I’m leaving behind an awesome team, who will no doubt push this blog post of mine into history, with a constant flow of exciting new ideas from the lab:
- Chris Ballard is doing great things with learning analytics.
- Ben Lowe is championing HTML5 as well as touch interfaces.
- Chris Whitehead, Jon Brasted, Mahdi Barakat and Jack Kierney are all plucking up courage to post about the awesome Azure, and mobile stuff they are working on.
- Jo Colley , Jess Wakelin and Anusha Iyer may even be tempted to go public on our mobile content work (which rocks!).
- Ben Smith will be leading all our m-learning product development.
But this blog is just the tip of the iceberg. The Tribal Labs team continue to do as many external projects as internal:
- Our mobile learning platform is still growing, and is already being used by clients as diverse as the US Government (yes, really!), McDonalds UK, and training providers from Spain, to Turkey, to Norway! (If you want to join them, speak to Ben Smith)
- Our open formats for m-learning content are gaining increasing traction with mobile learning creators, eager to share content to all platforms.
- We are about to release an open source version of all the good bits. Watch this space for announcements about OMLET.

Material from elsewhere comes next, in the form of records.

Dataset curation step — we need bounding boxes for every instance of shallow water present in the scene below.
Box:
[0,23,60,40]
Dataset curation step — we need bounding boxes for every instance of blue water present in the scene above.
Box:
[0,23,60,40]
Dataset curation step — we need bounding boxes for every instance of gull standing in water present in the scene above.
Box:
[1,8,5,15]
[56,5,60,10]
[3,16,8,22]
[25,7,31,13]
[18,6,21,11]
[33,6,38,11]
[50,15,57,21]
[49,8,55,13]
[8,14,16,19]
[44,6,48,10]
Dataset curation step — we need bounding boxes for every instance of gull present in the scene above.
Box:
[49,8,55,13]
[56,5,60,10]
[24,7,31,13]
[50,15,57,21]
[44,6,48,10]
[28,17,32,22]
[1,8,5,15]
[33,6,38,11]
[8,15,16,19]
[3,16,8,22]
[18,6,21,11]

- Our HTML5 framework looks likely to be rolled out to all government schools and colleges in NSW, Australia.
We’ve come a long way from Tribal’s first innovation team meeting, 3 years ago. Even further from our technical role in the world’s first international mobile learning project in 2001 (who said these things move fast?). The technologies may evolve rapidly, but the need for people like ourselves to harness them for good seems to remain constant.
So where are you going / what are you going to do next?

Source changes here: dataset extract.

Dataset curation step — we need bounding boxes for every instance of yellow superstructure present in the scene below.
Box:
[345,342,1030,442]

I am still doing learning technologies, still mobile learning. In fact, a LOT more mobile learning, as I am joining one of the mobile technology giants, Qualcomm, to become a mobile learning champion and thought leader for them. My base will still be in Cambridge, but I’m likely to be spending some time in the USA, as the majority of their people are on the sunny coast of San Diego.
So – yet another sign that mobile learning is here to stay, and truly global. Thanks to everyone who has helped us get there!